Estate planners have been waiting for such a clear statement from the courts for a very long time. In one brief and simple paragraph, the tax court judges unanimously brushed aside two of the three pillars supporting the public policy argument that was the basis for Procter. The tax court recognized that in making a final determination of value it would determine the economic rights of various parties, so its decision was far from being moot or a waste of judicial resources.

This left Procter teetering on one leg, the argument that valuation clauses are invalid because they encourage taxpayers to obtain the lowest valuations possible with little concern about the tax consequences of being wrong. Here, unfortunately, the tax court could not offer such clear guidance. The court noted the strong public policy in favor of charitable giving and listed a long series of people with fiduciary duties in this case, each of whom could have and should have questioned a "low-ball" appraisal in order to ensure the foundation received a proper share of estate assets.  Executors are fiduciaries who owe a duty to all heirs, including the foundation. The foundation directors must ensure that their organization receive its fair share of the estate. State attorneys general also monitor charitable organizations. Indeed, the IRS itself can impose excise taxes or revoke the tax-exempt status of charities that permit private inurement, so if the IRS believes a charity is not adequately policing these valuation issues, it can take appropriate action.
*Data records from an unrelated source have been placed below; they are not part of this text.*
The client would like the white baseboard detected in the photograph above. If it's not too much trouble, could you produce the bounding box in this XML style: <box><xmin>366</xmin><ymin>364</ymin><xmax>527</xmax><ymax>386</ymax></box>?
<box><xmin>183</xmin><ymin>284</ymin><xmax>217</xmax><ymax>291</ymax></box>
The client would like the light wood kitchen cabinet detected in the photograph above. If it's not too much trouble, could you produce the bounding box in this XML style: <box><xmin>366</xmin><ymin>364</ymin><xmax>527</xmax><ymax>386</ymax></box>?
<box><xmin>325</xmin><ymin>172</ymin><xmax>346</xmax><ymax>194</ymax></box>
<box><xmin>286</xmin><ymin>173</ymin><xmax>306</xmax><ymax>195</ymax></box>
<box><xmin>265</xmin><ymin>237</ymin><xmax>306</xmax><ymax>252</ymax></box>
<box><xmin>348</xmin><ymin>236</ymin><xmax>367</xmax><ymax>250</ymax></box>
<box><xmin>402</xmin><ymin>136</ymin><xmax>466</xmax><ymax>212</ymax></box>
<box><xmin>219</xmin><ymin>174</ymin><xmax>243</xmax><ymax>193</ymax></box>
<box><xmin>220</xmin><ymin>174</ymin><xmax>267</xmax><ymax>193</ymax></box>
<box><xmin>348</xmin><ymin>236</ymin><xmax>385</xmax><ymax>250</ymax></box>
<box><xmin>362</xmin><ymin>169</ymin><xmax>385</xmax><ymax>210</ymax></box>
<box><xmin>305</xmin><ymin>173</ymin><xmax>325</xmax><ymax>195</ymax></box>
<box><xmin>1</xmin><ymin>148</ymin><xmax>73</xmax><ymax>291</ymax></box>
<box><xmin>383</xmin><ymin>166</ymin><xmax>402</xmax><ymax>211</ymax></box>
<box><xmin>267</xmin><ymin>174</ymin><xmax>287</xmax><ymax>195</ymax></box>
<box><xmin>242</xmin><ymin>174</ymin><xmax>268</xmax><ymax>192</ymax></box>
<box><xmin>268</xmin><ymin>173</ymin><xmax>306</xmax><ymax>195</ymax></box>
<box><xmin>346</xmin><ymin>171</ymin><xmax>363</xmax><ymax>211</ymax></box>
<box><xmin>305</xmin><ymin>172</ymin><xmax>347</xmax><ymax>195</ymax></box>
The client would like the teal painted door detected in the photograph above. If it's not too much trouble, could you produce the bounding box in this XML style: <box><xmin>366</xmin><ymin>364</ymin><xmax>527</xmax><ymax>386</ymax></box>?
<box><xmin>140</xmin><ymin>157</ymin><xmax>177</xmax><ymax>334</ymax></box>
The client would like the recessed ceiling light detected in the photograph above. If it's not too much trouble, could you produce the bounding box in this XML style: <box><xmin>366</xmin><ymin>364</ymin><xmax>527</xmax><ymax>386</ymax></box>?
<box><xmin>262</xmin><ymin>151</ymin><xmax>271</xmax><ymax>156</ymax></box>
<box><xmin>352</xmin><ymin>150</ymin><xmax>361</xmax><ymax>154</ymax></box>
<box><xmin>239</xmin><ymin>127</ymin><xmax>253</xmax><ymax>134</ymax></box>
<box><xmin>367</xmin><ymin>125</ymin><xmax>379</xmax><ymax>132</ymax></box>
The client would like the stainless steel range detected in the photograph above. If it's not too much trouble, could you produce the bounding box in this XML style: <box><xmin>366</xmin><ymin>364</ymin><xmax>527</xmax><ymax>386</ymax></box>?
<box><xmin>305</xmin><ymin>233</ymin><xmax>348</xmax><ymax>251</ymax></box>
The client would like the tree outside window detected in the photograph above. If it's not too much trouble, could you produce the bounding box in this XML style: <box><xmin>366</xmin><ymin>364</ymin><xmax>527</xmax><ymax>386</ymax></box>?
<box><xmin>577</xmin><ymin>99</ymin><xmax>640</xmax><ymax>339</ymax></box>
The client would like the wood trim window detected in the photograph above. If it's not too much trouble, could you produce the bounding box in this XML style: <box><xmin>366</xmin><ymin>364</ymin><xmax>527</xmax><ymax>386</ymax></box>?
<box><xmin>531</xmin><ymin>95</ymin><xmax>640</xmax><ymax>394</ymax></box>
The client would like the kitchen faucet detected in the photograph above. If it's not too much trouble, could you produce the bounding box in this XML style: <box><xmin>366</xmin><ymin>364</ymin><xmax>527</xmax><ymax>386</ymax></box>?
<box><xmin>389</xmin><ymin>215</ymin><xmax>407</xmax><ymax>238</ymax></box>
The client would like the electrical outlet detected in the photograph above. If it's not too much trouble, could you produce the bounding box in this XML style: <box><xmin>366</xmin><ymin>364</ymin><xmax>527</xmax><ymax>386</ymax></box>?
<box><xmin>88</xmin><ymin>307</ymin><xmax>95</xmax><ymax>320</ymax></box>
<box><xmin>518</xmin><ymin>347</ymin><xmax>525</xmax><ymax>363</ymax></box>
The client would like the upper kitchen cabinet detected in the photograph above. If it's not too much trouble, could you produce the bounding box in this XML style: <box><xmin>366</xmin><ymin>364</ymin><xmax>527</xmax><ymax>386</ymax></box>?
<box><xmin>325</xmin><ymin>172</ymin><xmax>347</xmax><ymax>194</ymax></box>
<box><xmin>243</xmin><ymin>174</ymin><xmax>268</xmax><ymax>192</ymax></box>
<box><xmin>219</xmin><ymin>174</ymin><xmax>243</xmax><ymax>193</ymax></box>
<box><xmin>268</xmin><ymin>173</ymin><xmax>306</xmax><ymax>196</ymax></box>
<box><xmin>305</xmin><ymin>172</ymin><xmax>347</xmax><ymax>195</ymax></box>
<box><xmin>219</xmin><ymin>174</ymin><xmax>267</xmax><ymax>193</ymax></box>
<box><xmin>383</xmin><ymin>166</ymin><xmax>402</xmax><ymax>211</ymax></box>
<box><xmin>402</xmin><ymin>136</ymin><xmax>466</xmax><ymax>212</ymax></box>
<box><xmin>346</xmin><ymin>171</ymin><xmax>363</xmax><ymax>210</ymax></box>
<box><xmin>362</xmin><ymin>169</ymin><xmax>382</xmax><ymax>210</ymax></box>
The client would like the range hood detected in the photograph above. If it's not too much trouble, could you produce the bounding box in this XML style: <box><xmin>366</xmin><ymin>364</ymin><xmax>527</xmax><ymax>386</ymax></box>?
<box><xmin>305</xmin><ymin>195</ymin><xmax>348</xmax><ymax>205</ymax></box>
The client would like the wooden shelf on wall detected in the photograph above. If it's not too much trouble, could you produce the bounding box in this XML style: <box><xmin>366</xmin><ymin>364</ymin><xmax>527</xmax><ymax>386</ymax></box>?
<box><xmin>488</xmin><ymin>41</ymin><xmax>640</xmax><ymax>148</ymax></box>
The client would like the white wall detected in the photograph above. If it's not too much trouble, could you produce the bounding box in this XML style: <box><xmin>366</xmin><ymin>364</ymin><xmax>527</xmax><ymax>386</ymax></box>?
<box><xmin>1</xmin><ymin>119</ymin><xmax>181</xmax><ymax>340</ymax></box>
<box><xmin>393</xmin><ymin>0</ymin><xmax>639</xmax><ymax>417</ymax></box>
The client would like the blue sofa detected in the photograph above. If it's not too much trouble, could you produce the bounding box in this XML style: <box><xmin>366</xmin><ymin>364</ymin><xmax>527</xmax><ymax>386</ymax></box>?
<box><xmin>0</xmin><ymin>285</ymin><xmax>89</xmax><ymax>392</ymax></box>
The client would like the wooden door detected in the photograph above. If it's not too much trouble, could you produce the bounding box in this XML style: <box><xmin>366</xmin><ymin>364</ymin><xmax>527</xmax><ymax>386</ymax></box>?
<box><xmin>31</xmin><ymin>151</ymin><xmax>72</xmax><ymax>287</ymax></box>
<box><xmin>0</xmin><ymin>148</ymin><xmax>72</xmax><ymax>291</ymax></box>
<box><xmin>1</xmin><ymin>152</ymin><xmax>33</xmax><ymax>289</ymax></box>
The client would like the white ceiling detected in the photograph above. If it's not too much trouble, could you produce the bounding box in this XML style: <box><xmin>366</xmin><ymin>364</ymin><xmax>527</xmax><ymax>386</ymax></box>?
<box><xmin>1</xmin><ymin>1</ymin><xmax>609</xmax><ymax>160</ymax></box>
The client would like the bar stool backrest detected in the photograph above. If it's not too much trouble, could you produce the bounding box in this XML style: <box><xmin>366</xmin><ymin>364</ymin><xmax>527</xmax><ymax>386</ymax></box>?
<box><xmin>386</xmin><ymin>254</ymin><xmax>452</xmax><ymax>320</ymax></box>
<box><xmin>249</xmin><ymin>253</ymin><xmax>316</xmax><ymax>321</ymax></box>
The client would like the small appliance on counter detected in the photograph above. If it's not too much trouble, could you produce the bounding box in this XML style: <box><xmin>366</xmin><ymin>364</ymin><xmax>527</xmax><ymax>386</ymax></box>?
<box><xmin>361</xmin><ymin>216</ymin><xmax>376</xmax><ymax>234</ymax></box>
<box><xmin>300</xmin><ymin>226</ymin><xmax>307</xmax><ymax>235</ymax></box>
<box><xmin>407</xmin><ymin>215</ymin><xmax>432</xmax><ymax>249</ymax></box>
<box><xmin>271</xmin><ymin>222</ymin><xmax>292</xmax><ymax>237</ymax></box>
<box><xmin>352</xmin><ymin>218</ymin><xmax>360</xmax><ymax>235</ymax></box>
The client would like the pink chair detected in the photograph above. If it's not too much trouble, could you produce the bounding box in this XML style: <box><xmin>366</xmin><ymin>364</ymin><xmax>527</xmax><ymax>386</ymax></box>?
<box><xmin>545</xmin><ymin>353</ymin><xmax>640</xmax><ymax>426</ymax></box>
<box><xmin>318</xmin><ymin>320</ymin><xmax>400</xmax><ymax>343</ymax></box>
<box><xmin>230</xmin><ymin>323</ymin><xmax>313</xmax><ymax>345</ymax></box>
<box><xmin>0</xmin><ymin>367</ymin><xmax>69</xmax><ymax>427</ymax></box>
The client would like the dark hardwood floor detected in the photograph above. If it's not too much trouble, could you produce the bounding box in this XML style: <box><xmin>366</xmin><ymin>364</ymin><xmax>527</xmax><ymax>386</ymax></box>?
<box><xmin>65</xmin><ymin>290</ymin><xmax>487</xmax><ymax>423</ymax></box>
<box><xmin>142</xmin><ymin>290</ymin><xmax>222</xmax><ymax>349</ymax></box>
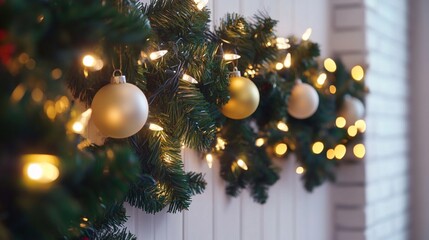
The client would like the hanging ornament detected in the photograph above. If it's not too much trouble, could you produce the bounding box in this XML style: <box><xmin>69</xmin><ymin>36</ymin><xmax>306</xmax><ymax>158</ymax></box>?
<box><xmin>287</xmin><ymin>79</ymin><xmax>319</xmax><ymax>119</ymax></box>
<box><xmin>221</xmin><ymin>68</ymin><xmax>260</xmax><ymax>120</ymax></box>
<box><xmin>91</xmin><ymin>70</ymin><xmax>149</xmax><ymax>138</ymax></box>
<box><xmin>338</xmin><ymin>95</ymin><xmax>365</xmax><ymax>127</ymax></box>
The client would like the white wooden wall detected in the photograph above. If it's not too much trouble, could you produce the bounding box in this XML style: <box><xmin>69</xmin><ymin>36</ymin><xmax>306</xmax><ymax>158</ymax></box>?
<box><xmin>126</xmin><ymin>1</ymin><xmax>332</xmax><ymax>239</ymax></box>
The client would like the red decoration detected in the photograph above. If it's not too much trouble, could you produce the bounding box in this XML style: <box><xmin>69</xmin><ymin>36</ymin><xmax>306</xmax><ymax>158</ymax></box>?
<box><xmin>0</xmin><ymin>29</ymin><xmax>14</xmax><ymax>66</ymax></box>
<box><xmin>81</xmin><ymin>237</ymin><xmax>90</xmax><ymax>240</ymax></box>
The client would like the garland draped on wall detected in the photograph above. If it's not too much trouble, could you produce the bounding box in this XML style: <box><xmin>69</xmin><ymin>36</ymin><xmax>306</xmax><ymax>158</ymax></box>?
<box><xmin>0</xmin><ymin>0</ymin><xmax>367</xmax><ymax>239</ymax></box>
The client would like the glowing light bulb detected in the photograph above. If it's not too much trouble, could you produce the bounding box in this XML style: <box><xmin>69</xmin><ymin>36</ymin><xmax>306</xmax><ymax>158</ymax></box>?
<box><xmin>194</xmin><ymin>0</ymin><xmax>208</xmax><ymax>10</ymax></box>
<box><xmin>324</xmin><ymin>58</ymin><xmax>337</xmax><ymax>72</ymax></box>
<box><xmin>336</xmin><ymin>117</ymin><xmax>347</xmax><ymax>128</ymax></box>
<box><xmin>334</xmin><ymin>144</ymin><xmax>346</xmax><ymax>159</ymax></box>
<box><xmin>82</xmin><ymin>217</ymin><xmax>89</xmax><ymax>222</ymax></box>
<box><xmin>216</xmin><ymin>137</ymin><xmax>226</xmax><ymax>151</ymax></box>
<box><xmin>317</xmin><ymin>73</ymin><xmax>327</xmax><ymax>86</ymax></box>
<box><xmin>276</xmin><ymin>37</ymin><xmax>290</xmax><ymax>49</ymax></box>
<box><xmin>353</xmin><ymin>144</ymin><xmax>366</xmax><ymax>158</ymax></box>
<box><xmin>149</xmin><ymin>50</ymin><xmax>168</xmax><ymax>60</ymax></box>
<box><xmin>296</xmin><ymin>166</ymin><xmax>305</xmax><ymax>174</ymax></box>
<box><xmin>22</xmin><ymin>154</ymin><xmax>60</xmax><ymax>184</ymax></box>
<box><xmin>82</xmin><ymin>55</ymin><xmax>96</xmax><ymax>67</ymax></box>
<box><xmin>355</xmin><ymin>120</ymin><xmax>366</xmax><ymax>133</ymax></box>
<box><xmin>237</xmin><ymin>159</ymin><xmax>248</xmax><ymax>170</ymax></box>
<box><xmin>347</xmin><ymin>125</ymin><xmax>358</xmax><ymax>137</ymax></box>
<box><xmin>301</xmin><ymin>28</ymin><xmax>312</xmax><ymax>41</ymax></box>
<box><xmin>312</xmin><ymin>141</ymin><xmax>324</xmax><ymax>154</ymax></box>
<box><xmin>182</xmin><ymin>74</ymin><xmax>198</xmax><ymax>84</ymax></box>
<box><xmin>255</xmin><ymin>138</ymin><xmax>265</xmax><ymax>147</ymax></box>
<box><xmin>223</xmin><ymin>53</ymin><xmax>241</xmax><ymax>61</ymax></box>
<box><xmin>11</xmin><ymin>84</ymin><xmax>26</xmax><ymax>103</ymax></box>
<box><xmin>275</xmin><ymin>143</ymin><xmax>288</xmax><ymax>156</ymax></box>
<box><xmin>277</xmin><ymin>121</ymin><xmax>289</xmax><ymax>132</ymax></box>
<box><xmin>31</xmin><ymin>88</ymin><xmax>44</xmax><ymax>103</ymax></box>
<box><xmin>275</xmin><ymin>62</ymin><xmax>284</xmax><ymax>70</ymax></box>
<box><xmin>326</xmin><ymin>149</ymin><xmax>335</xmax><ymax>160</ymax></box>
<box><xmin>284</xmin><ymin>53</ymin><xmax>291</xmax><ymax>68</ymax></box>
<box><xmin>329</xmin><ymin>85</ymin><xmax>337</xmax><ymax>94</ymax></box>
<box><xmin>351</xmin><ymin>65</ymin><xmax>365</xmax><ymax>81</ymax></box>
<box><xmin>149</xmin><ymin>123</ymin><xmax>164</xmax><ymax>131</ymax></box>
<box><xmin>206</xmin><ymin>154</ymin><xmax>213</xmax><ymax>168</ymax></box>
<box><xmin>72</xmin><ymin>122</ymin><xmax>84</xmax><ymax>133</ymax></box>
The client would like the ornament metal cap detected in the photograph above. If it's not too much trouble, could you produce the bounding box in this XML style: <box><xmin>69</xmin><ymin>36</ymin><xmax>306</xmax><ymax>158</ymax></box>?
<box><xmin>229</xmin><ymin>67</ymin><xmax>241</xmax><ymax>78</ymax></box>
<box><xmin>111</xmin><ymin>70</ymin><xmax>126</xmax><ymax>84</ymax></box>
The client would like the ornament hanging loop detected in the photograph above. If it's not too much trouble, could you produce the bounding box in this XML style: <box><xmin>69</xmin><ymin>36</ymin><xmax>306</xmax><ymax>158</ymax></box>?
<box><xmin>111</xmin><ymin>69</ymin><xmax>126</xmax><ymax>84</ymax></box>
<box><xmin>229</xmin><ymin>67</ymin><xmax>241</xmax><ymax>78</ymax></box>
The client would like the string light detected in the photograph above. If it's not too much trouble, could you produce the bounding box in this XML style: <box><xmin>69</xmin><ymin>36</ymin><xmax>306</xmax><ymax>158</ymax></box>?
<box><xmin>334</xmin><ymin>144</ymin><xmax>346</xmax><ymax>160</ymax></box>
<box><xmin>275</xmin><ymin>143</ymin><xmax>288</xmax><ymax>156</ymax></box>
<box><xmin>149</xmin><ymin>123</ymin><xmax>164</xmax><ymax>131</ymax></box>
<box><xmin>284</xmin><ymin>53</ymin><xmax>291</xmax><ymax>68</ymax></box>
<box><xmin>149</xmin><ymin>50</ymin><xmax>168</xmax><ymax>60</ymax></box>
<box><xmin>335</xmin><ymin>117</ymin><xmax>346</xmax><ymax>128</ymax></box>
<box><xmin>355</xmin><ymin>120</ymin><xmax>366</xmax><ymax>133</ymax></box>
<box><xmin>215</xmin><ymin>137</ymin><xmax>226</xmax><ymax>151</ymax></box>
<box><xmin>326</xmin><ymin>149</ymin><xmax>335</xmax><ymax>160</ymax></box>
<box><xmin>324</xmin><ymin>58</ymin><xmax>337</xmax><ymax>72</ymax></box>
<box><xmin>316</xmin><ymin>73</ymin><xmax>327</xmax><ymax>86</ymax></box>
<box><xmin>329</xmin><ymin>85</ymin><xmax>337</xmax><ymax>94</ymax></box>
<box><xmin>312</xmin><ymin>141</ymin><xmax>324</xmax><ymax>154</ymax></box>
<box><xmin>31</xmin><ymin>88</ymin><xmax>44</xmax><ymax>103</ymax></box>
<box><xmin>182</xmin><ymin>74</ymin><xmax>198</xmax><ymax>84</ymax></box>
<box><xmin>237</xmin><ymin>159</ymin><xmax>248</xmax><ymax>170</ymax></box>
<box><xmin>194</xmin><ymin>0</ymin><xmax>208</xmax><ymax>10</ymax></box>
<box><xmin>275</xmin><ymin>62</ymin><xmax>284</xmax><ymax>70</ymax></box>
<box><xmin>82</xmin><ymin>54</ymin><xmax>104</xmax><ymax>71</ymax></box>
<box><xmin>10</xmin><ymin>84</ymin><xmax>26</xmax><ymax>103</ymax></box>
<box><xmin>296</xmin><ymin>166</ymin><xmax>305</xmax><ymax>174</ymax></box>
<box><xmin>277</xmin><ymin>121</ymin><xmax>289</xmax><ymax>132</ymax></box>
<box><xmin>301</xmin><ymin>28</ymin><xmax>312</xmax><ymax>41</ymax></box>
<box><xmin>347</xmin><ymin>125</ymin><xmax>358</xmax><ymax>137</ymax></box>
<box><xmin>223</xmin><ymin>53</ymin><xmax>241</xmax><ymax>61</ymax></box>
<box><xmin>72</xmin><ymin>108</ymin><xmax>92</xmax><ymax>134</ymax></box>
<box><xmin>276</xmin><ymin>37</ymin><xmax>290</xmax><ymax>49</ymax></box>
<box><xmin>206</xmin><ymin>154</ymin><xmax>213</xmax><ymax>168</ymax></box>
<box><xmin>351</xmin><ymin>65</ymin><xmax>365</xmax><ymax>81</ymax></box>
<box><xmin>255</xmin><ymin>138</ymin><xmax>265</xmax><ymax>147</ymax></box>
<box><xmin>22</xmin><ymin>154</ymin><xmax>60</xmax><ymax>184</ymax></box>
<box><xmin>353</xmin><ymin>144</ymin><xmax>366</xmax><ymax>158</ymax></box>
This is all well and good, but it leaves unclear whether such factors are necessary for valuation clauses to be respected. After all, despite all these layers of fiduciary supervision so carefully listed by the tax court, the estate in Christiansen was initially reported to be slightly more than $6.5 million, but was eventually found to be $9.58 million once the audit and tax court litigation were complete, substantially increasing what the foundation was entitled to receive.

Should valuation clauses now be incorporated into every future estate planning transaction, given the outcomes of McCord and Christiansen? For now, the answer has to be no, since it remains possible for a taxpayer to get whipsawed by the IRS. Christiansen left the door open for what may be the IRS' strongest argument-that the free use of valuation clauses will so discourage gift-tax audits that abuse would be inevitable, and it remains possible that in a different situation the tax court would still find a valuation clause to be invalid for public policy reasons. If that happened to the client I first mentioned, he would have made a $1.4 million gift of stock, not the $1 million gift he intended. That is no worse than what would have happened without the valuation clause; however, the clause would still be effective for state contract law purposes. That leaves two possibilities: (1) The taxpayer will enforce his rights under the clause and $400,000 of stock will still be owned by the taxpayer and included in his estate, even though he already paid gift tax on it; or (2) If the taxpayer chooses not to enforce his rights, he may be deemed to have made another gift of property to the trust, paying a second gift tax on the same property. It may be possible to draft a valuation clause so that if it is not respected for gift and estate tax purposes, then it will be disregarded for all purposes. Whether such a clause weakens the initial argument in favor of the valuation clause is unclear.

When you combine the strong arguments in favor of respecting both PACs and DVCs with the recent favorable court decisions, it seems clear that valuation clauses should be used far more often than they are to help transfer hard-to-value assets. Properly drafted, these clauses allow taxpayers to arrange their affairs with far more predictable gift-tax consequences than were previously possible. As the remaining ambiguities in this area are clarified by future cases, these clauses will become an increasingly important weapon in the estate planner's arsenal.     

Stephen Liss is a partner at the law firm Withers Bergman LLP with a private client practice that includes domestic and international estate planning, planned charitable giving and tax-exempt organizations.